Business venture

BAKING COMMUNITY CONNECTION: Love for baking spawns our Big Oak business venture | News

Luke Opperman developed a love for baking at just 4 years old while helping his mother bake bread for the family. Now, as an adult, he is still as fascinated as ever by the process and the experimentation of baking, but perhaps even more so by the connection to the community that he offers.

Opperman and his wife have lived in Milledgeville for just over seven years. Opperman, who is from Washington, said he and his wife faithfully enjoy attending the downtown farmer’s market after moving to town. They started to think of ways to contribute something to the market that they enjoyed so much.

And so, our Big Oak bakery was born about five years ago. It’s a small bakery named after one of the trademarks of the southern community that the Oppermans now call home.

“We were looking for a short, memorable name that was sort of based on our property here in Baldwin County, and there was a large oak tree peering out of the window here,” Opperman said.

A computer programmer by training, Opperman turned his love for baking into a part-time business. More recently, the business has grown by offering online orders and weekly pickups of breads and pastries that locals love. But this shift from baking for himself and other family members to baking for paying customers did not happen overnight, he said.

“It was really a long, slow evolution of this kind of utilitarian family baking to the realization that I could do a little bit more,” he said.

Much of his inspiration comes from the bakeries he visited which also have excellent cookbooks such as Bake In The Day Bakery in Savannah, Sister Pie in Detroit, and Tartine Bakery in San Francisco.

While honing his craft over the years, he began to find ways to get a little more whimsical and make that change to start cooking for family, friends, and special events. It wasn’t until he moved to Milledgeville that he said he really started to see baking as a way to engage with the community, but that’s one of the things he did. most appreciated. He said he was grateful for the customers of Our Big Oak and the connections he was able to build with them through his business.

“It really served my goal of meeting people from the community,” he said. “Certainly the Farmers’ Markets have been a great way to get to know people outside of our circle and to have that personal connection. “

One of the things he loves most about baking is the experimentation that comes with it. When the COVID-19 pandemic hit last year, he took advantage of the downtime to revamp several of his recipes. He enjoys refining recipes and responding to customer requests for variations.

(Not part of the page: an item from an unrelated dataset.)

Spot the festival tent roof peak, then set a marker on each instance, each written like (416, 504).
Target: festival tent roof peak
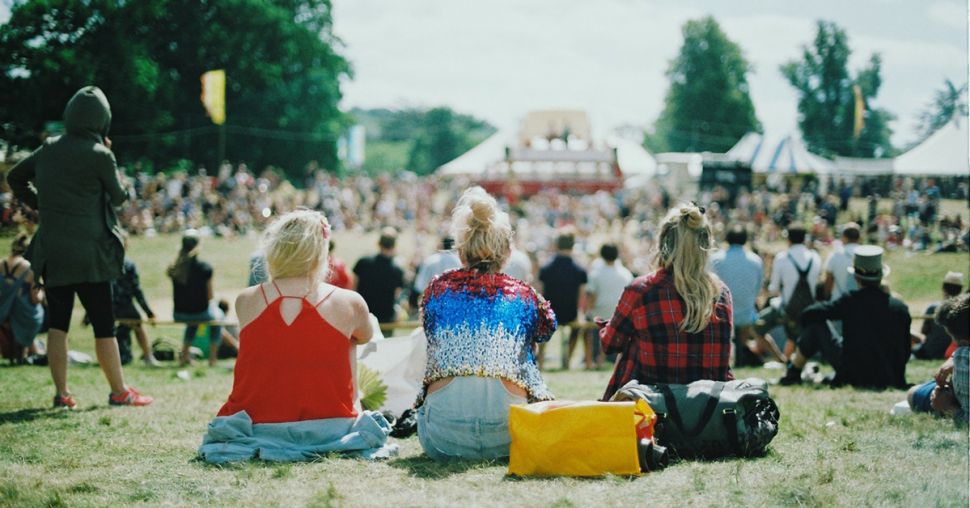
(767, 153)
(944, 153)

And, he loves the cooking process too. He said most of the breads he makes take 20 to 30 hours to come out of the oven. This gives her plenty of time to focus on the physical act of rolling out the dough and paying attention to her progress.

Our Big Oak offers several different items. Some of the most popular are variations of sourdough breads, three different variations of croissants, and several other breads including baguettes, focaccia and bagels, as well as fruit pies, fruit muffins, pastries, cookies and Moreover. Opperman said he tries to use as many local ingredients as possible, whether it’s herbs, fruits or figs for the filling.

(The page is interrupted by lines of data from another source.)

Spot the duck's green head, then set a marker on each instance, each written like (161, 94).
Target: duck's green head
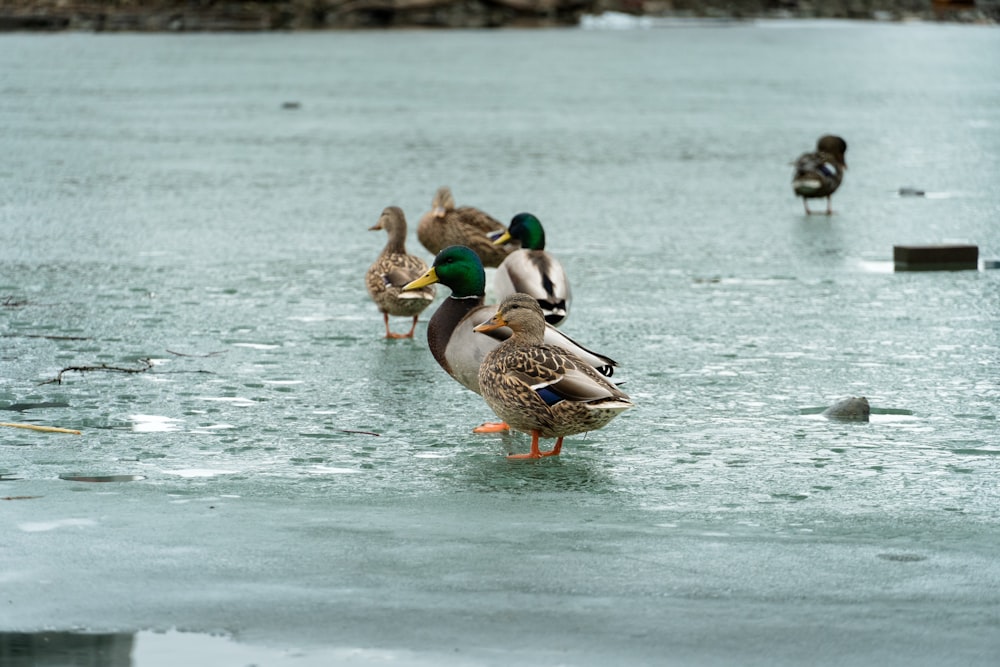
(527, 229)
(458, 268)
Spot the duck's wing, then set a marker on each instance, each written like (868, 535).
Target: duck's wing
(602, 364)
(557, 376)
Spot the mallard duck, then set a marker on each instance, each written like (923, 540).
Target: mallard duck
(818, 174)
(456, 347)
(445, 225)
(392, 270)
(533, 271)
(542, 389)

All breads are baked fresh to order. Orders are taken online at www.ourbigoak.com between Friday and Tuesday. Interested shoppers can go online and place their order on those days, then pick them up in Milledgeville on Thursday afternoon at the Market Collective on Wayne Street.

Opperman said he was grateful to Donna Collins of The Market Collective for the space she offered for order pickup.

“She has been very supportive of what I’m doing and has offered a space for people to come and have the whole afternoon to pick it up,” he said.

Opperman also does special orders for events. He can be contacted via the website, by email at [email protected], or by phone at 530-330-5853.